Questions: Divide-and-Conquer and the Master Theorem
5 questions to test your understanding
Score: 0 / 5
Question 1 Multiple Choice
An algorithm has recurrence T(n) = 3T(n/9) + O(n). What is its asymptotic complexity?
AΘ(n log n) — because there are logarithmically many levels
BΘ(n) — because the top-level work dominates
CΘ(√n · log n) — because a = b^d with a logarithmic factor
DΘ(n^(log₉ 3)) — because the leaves dominate
Here a=3, b=9, d=1, so b^d = 9^1 = 9 > 3 = a. Since a < b^d, the work at the top level dominates and T(n) = Θ(n^d) = Θ(n). Option D applies only when a > b^d (leaves dominate). Option A is the equal-work case (a = b^d). Checking which case applies first is the essential first step — do the arithmetic on a, b^d before anything else.
Question 2 Multiple Choice
A student wants to apply the Master Theorem to the recurrence T(n) = 2T(n/2) + O(n log n). Why does the standard Master Theorem fail here?
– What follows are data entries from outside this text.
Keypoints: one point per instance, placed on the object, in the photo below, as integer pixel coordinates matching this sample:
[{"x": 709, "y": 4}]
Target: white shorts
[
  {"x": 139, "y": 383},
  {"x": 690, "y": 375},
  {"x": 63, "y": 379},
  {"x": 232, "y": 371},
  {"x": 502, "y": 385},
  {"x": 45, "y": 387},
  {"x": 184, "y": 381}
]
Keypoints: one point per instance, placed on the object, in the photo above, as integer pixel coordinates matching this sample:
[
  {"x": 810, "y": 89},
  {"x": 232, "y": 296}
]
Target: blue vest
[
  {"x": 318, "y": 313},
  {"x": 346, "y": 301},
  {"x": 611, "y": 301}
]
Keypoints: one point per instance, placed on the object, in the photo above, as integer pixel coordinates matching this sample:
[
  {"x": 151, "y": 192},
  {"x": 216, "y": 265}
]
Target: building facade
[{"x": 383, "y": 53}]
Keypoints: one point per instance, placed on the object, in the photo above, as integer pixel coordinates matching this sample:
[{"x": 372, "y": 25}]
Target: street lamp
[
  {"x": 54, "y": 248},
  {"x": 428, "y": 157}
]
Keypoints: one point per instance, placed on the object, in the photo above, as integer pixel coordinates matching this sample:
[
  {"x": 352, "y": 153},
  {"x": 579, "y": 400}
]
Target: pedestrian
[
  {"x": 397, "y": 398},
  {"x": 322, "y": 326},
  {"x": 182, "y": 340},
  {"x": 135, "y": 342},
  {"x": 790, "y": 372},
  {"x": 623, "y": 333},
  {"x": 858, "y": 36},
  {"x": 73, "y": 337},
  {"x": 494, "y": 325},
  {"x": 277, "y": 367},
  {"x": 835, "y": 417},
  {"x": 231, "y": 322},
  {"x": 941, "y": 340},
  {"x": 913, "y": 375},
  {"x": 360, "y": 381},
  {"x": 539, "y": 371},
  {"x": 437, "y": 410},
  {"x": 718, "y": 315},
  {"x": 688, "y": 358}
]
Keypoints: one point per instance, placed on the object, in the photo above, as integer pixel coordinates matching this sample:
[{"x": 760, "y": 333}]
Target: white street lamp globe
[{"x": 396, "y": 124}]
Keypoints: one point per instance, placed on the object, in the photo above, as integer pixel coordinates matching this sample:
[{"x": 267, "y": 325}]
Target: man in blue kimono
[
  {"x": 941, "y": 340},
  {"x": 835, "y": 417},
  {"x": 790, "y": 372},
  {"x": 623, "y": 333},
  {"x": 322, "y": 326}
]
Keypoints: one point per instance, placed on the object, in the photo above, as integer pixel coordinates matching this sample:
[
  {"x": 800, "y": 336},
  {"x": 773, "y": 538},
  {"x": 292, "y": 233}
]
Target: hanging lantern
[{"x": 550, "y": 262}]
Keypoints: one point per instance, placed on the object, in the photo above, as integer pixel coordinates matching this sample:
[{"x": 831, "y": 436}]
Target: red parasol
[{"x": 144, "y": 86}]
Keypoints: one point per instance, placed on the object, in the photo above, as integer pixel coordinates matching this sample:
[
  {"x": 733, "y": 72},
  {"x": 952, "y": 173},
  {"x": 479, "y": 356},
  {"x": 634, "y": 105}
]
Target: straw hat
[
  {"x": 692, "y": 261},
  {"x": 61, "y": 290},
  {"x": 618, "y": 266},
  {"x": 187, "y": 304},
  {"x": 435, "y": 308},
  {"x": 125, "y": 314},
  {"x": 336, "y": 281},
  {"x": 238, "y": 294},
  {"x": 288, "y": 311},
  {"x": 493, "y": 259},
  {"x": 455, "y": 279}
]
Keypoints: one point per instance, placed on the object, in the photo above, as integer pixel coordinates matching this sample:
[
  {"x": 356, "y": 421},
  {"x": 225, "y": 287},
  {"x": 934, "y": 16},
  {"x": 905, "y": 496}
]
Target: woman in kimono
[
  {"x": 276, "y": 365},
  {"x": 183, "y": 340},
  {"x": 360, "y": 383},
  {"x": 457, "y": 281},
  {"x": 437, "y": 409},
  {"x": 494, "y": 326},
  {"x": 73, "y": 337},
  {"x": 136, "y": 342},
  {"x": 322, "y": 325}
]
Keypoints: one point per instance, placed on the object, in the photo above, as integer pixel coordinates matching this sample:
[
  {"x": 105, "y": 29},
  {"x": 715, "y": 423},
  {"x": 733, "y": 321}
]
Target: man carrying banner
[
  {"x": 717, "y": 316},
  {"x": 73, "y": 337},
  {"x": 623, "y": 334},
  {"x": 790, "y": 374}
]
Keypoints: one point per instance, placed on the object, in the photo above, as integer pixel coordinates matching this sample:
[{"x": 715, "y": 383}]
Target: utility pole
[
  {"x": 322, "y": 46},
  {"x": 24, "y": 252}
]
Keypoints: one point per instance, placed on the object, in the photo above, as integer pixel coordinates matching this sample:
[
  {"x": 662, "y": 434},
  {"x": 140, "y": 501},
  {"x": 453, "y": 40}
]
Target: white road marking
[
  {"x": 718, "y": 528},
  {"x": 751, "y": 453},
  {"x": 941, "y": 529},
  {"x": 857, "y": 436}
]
ABecause a = b^d, the theorem always gives an ambiguous answer in this case
BBecause the combine cost O(n log n) is not purely polynomial — it has a logarithmic factor
CBecause a=2 and b=2 are equal, violating the requirement a ≠ b
DBecause d=1 is not large enough to apply the theorem
The Master Theorem requires the combine cost to be exactly Θ(n^d) for some constant d. When the combine cost has an extra logarithmic factor — O(n log n) rather than O(n) — the theorem's case conditions do not cleanly apply. This is a common pitfall: merge sort works because its combine is O(n), not O(n log n). For such recurrences, the Akra-Bazzi method or direct expansion is needed. Options A, C, and D describe non-existent restrictions.
Question 3 True / False
Merge sort's recurrence T(n) = 2T(n/2) + O(n) falls into the a = b^d case of the Master Theorem.
TTrue
FFalse
Answer: True
With a=2, b=2, and d=1, we compute b^d = 2^1 = 2 = a. This is the equal-work case, where every level of the recursion tree contributes the same amount of work (O(n) per level), and there are log₂ n levels, yielding T(n) = Θ(n log n). A common mistake is to say 'a > b^d' because there are two subproblems, but what matters is the comparison a vs. b^d, not a vs. b alone.
Question 4 True / False
For the recurrence T(n) = 4T(n/2) + O(n³), the leaves of the recursion tree dominate the total work.
TTrue
FFalse
Answer: False
Here a=4, b=2, d=3, so b^d = 2³ = 8. Since a=4 < b^d=8, the top-level work dominates and T(n) = Θ(n^d) = Θ(n³). The leaves dominate only when a > b^d (work grows going down the tree). Here work shrinks geometrically with depth, so almost all the work is at the root level. This is the opposite of what intuition might suggest — 4 subproblems sounds like a lot, but heavy O(n³) combining work at the top overwhelms the contribution from deep levels.
Question 5 Short Answer
Explain what the ratio a/b^d reveals about the structure of a divide-and-conquer recursion tree, and how it determines which Master Theorem case applies.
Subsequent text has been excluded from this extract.